Musical Borrowing
An Annotated Bibliography

Individual record

[+] David, Hans T. "A Lesser Secret of J. S. Bach Uncovered." Journal of the American Musicological Society 14 (Summer 1961): 199-223. Translated as "Johann Sebastian Bach und Johann Caspar Kerll. Zur Entstehungsgeschichte des Sanctus BWV 241." In Johann Sebastian Bach, ed. Walter Blankenburg, 425-65. Darmstadt: Wissenschaftliche Buchgesellschaft, 1970.

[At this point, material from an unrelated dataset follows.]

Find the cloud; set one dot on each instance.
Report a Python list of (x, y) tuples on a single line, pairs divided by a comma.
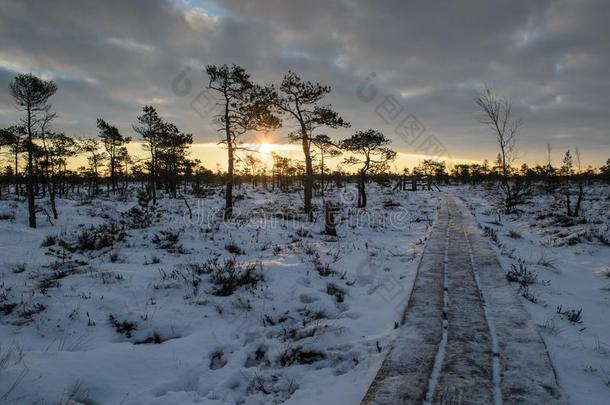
[(549, 57)]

Bach's Sanctus BWV 241 is a reworking of the Sanctus from Johann Caspar Kerll's Missa Superba. Kerll designed the mass for ten concerted parts, with some doubling instruments: 2 sopranos, 2 altos, 2 basses, 2 violins, 4 trombones, organ, and violone. Bach added two oboes d'amore to double the soprano parts, replaced the trombones with violas, omitted the violone and organ, and added a new continuo line with cello, violone grosso, cembalo, and organ. Kerll's Sanctus is built in three separate sections: Bach kept the first two sections essentially intact, only quickening the rhythm in spots. The faster rhythm led Bach to abandon his model entirely in the third section, introducing a lively new motive in steady sixteenth-note motion.